Input Generation

To follow this tutorial, please download and unzip Example1/ from this link (177 MB).

VacHopPy uses the HDF5 format as its primary input for analysis. This format allows for highly efficient, streaming-based data access. As a result, VacHopPy can process massive trajectory datasets (hundreds of gigabytes) quickly while consuming minimal RAM, typically only a few gigabytes.

Before starting an analysis, you must convert your MD trajectory into this HDF5 format. While this can be done using the Python API (see parse_md() and parse_lammps()), the most convenient method is the command-line interface (CLI). VacHopPy employs the Atomic Simulation Environment (ASE) to parse position and force data from a wide variety of MD formats. For a full list of compatible file formats, please see the official ASE documentation.

Warning

Your MD trajectory file must contain both position and force data for each atom. VacHopPy uses force information to accurately determine site occupations.

Note

Based on our experience, ASE can have issues parsing the lammps-dump-text format. To ensure robust handling of these files, VacHopPy automatically uses MDAnalysis as a backend for this specific format.

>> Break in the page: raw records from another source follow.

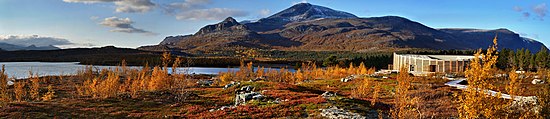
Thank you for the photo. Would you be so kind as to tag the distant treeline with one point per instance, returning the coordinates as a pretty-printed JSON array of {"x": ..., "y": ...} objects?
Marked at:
[{"x": 523, "y": 59}]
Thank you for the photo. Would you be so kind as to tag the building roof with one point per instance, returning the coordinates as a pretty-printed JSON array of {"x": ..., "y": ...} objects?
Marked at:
[{"x": 438, "y": 57}]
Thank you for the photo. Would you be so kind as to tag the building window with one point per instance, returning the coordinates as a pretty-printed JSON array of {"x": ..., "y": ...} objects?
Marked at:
[{"x": 432, "y": 68}]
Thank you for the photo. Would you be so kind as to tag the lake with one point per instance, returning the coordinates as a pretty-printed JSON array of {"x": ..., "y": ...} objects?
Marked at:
[{"x": 20, "y": 70}]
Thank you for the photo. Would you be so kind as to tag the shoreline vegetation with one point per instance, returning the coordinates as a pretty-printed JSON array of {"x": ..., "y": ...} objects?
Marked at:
[{"x": 314, "y": 90}]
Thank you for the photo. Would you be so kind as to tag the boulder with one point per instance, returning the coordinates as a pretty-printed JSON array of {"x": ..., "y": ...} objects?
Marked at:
[
  {"x": 205, "y": 82},
  {"x": 233, "y": 83},
  {"x": 335, "y": 113},
  {"x": 242, "y": 98},
  {"x": 246, "y": 93},
  {"x": 537, "y": 81},
  {"x": 328, "y": 94}
]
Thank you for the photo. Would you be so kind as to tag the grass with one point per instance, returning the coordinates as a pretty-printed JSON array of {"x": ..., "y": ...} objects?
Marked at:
[{"x": 283, "y": 98}]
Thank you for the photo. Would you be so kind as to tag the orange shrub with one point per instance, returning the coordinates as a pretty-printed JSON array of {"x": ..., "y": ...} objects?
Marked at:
[{"x": 19, "y": 89}]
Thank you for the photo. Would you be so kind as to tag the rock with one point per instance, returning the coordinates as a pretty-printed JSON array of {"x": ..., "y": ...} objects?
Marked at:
[
  {"x": 276, "y": 101},
  {"x": 242, "y": 98},
  {"x": 222, "y": 108},
  {"x": 10, "y": 82},
  {"x": 245, "y": 89},
  {"x": 205, "y": 82},
  {"x": 335, "y": 113},
  {"x": 537, "y": 81},
  {"x": 349, "y": 78},
  {"x": 258, "y": 79},
  {"x": 450, "y": 75},
  {"x": 231, "y": 84},
  {"x": 328, "y": 94},
  {"x": 245, "y": 94}
]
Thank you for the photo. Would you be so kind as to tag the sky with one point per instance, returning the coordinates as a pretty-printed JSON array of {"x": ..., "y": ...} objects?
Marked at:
[{"x": 134, "y": 23}]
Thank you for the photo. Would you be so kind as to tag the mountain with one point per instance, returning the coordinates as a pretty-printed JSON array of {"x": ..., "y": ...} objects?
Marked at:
[
  {"x": 316, "y": 28},
  {"x": 297, "y": 13},
  {"x": 475, "y": 38},
  {"x": 11, "y": 47}
]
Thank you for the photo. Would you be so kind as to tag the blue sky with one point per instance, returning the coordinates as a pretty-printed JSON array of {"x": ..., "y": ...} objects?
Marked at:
[{"x": 134, "y": 23}]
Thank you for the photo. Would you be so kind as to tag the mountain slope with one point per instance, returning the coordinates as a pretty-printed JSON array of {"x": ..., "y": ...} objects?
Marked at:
[
  {"x": 11, "y": 47},
  {"x": 297, "y": 13},
  {"x": 316, "y": 28}
]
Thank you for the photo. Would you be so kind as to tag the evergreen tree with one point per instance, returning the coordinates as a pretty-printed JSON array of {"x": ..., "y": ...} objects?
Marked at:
[
  {"x": 503, "y": 58},
  {"x": 520, "y": 58},
  {"x": 542, "y": 58}
]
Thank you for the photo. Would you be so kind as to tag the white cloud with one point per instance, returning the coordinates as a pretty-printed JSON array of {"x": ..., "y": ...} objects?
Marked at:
[
  {"x": 27, "y": 40},
  {"x": 265, "y": 12},
  {"x": 298, "y": 2},
  {"x": 210, "y": 14},
  {"x": 518, "y": 8},
  {"x": 127, "y": 6},
  {"x": 196, "y": 10},
  {"x": 541, "y": 10},
  {"x": 94, "y": 17},
  {"x": 123, "y": 25}
]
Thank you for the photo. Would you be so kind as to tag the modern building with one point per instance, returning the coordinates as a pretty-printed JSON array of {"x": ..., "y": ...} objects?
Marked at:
[{"x": 426, "y": 64}]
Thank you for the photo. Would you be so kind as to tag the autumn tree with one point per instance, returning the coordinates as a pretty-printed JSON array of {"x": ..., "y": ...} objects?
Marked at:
[
  {"x": 4, "y": 96},
  {"x": 474, "y": 101},
  {"x": 20, "y": 92},
  {"x": 404, "y": 104}
]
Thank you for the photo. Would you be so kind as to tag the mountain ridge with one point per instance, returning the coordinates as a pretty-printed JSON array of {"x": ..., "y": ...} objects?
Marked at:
[{"x": 316, "y": 28}]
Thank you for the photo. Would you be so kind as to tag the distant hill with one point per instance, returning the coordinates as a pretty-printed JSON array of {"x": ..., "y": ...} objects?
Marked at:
[
  {"x": 11, "y": 47},
  {"x": 307, "y": 27},
  {"x": 97, "y": 56}
]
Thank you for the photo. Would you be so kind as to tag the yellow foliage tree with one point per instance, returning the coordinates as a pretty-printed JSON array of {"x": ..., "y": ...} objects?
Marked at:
[
  {"x": 475, "y": 103},
  {"x": 403, "y": 102},
  {"x": 50, "y": 94},
  {"x": 34, "y": 88},
  {"x": 19, "y": 89},
  {"x": 160, "y": 80},
  {"x": 376, "y": 93},
  {"x": 4, "y": 96}
]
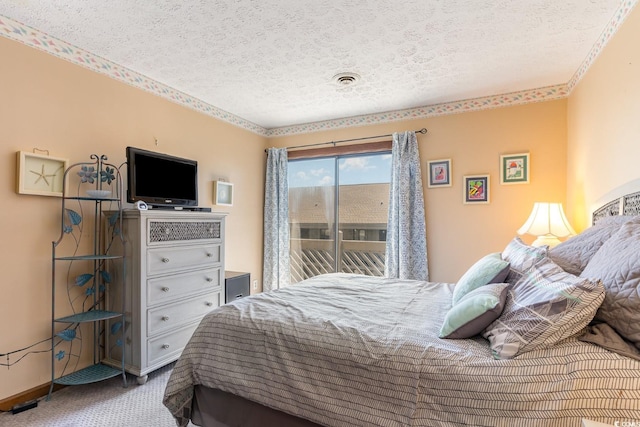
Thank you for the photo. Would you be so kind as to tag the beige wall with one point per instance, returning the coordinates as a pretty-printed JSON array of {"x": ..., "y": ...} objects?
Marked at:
[
  {"x": 72, "y": 112},
  {"x": 474, "y": 142},
  {"x": 604, "y": 123}
]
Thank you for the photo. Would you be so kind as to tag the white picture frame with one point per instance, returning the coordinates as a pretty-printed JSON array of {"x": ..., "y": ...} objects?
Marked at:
[
  {"x": 40, "y": 174},
  {"x": 222, "y": 193}
]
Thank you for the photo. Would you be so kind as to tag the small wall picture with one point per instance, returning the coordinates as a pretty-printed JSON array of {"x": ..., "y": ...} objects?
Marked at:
[
  {"x": 222, "y": 193},
  {"x": 439, "y": 173},
  {"x": 514, "y": 169},
  {"x": 476, "y": 189}
]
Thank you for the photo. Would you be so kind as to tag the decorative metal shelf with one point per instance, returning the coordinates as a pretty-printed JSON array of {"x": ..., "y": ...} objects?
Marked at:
[
  {"x": 91, "y": 374},
  {"x": 88, "y": 316},
  {"x": 87, "y": 257},
  {"x": 83, "y": 226},
  {"x": 93, "y": 199}
]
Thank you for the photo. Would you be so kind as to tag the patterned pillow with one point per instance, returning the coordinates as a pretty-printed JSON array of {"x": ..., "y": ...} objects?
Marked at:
[
  {"x": 475, "y": 311},
  {"x": 544, "y": 307},
  {"x": 488, "y": 269},
  {"x": 573, "y": 254},
  {"x": 617, "y": 264},
  {"x": 521, "y": 257}
]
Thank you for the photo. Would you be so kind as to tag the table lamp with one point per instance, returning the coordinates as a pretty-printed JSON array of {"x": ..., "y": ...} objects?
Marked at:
[{"x": 548, "y": 222}]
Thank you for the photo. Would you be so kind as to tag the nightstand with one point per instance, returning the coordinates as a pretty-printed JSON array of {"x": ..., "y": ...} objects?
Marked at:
[{"x": 236, "y": 284}]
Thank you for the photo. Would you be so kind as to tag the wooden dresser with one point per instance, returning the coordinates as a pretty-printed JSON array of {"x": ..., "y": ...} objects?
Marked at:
[{"x": 175, "y": 275}]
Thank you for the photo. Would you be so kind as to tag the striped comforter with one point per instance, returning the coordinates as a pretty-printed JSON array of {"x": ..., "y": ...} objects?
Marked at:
[{"x": 349, "y": 350}]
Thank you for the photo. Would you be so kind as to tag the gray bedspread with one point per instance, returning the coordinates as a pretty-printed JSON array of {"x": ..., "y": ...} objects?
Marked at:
[{"x": 348, "y": 350}]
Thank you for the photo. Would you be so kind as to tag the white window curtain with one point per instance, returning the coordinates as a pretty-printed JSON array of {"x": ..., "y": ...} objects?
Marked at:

How to Convert Trajectories to HDF5

To convert your MD trajectory into the HDF5 format, VacHopPy provides the convert command.

vachoppy convert [PATH_TRAJ] [TEMPERATURE] [TIMESTEP] --label [LABEL]

This command takes the following primary arguments:

PATH_TRAJ: The path to your source MD trajectory file (e.g., vasprun.xml).
TEMPERATURE: The simulation temperature in Kelvin.
TIMESTEP: The time step between frames in femtoseconds (fs).
--label [LABEL] (Optional): A suffix to append to the output HDF5 filenames.

For a full list of all available options, use the -h flag:

vachoppy convert -h

Converting VASP Results into HDF5

Navigate into the example folder you downloaded (path/to/Example1/). The directory contains two subfolders: VASP/ and LAMMPS/. Each subfolder contains MD outputs produced with the corresponding code. First, enter the VASP/ directory:

cd path/to/Example1/VASP
ls
# >> OUTCAR_RUN01  OUTCAR_RUN02

The VASP/ folder contains two files: OUTCAR_RUN01 and OUTCAR_RUN02. These are two consecutive MD runs. It is common to continue a simulation after the initial run if hopping events were not sufficiently sampled — the two files here represent such a continuation. The example system is rutile TiO₂ containing two oxygen vacancies.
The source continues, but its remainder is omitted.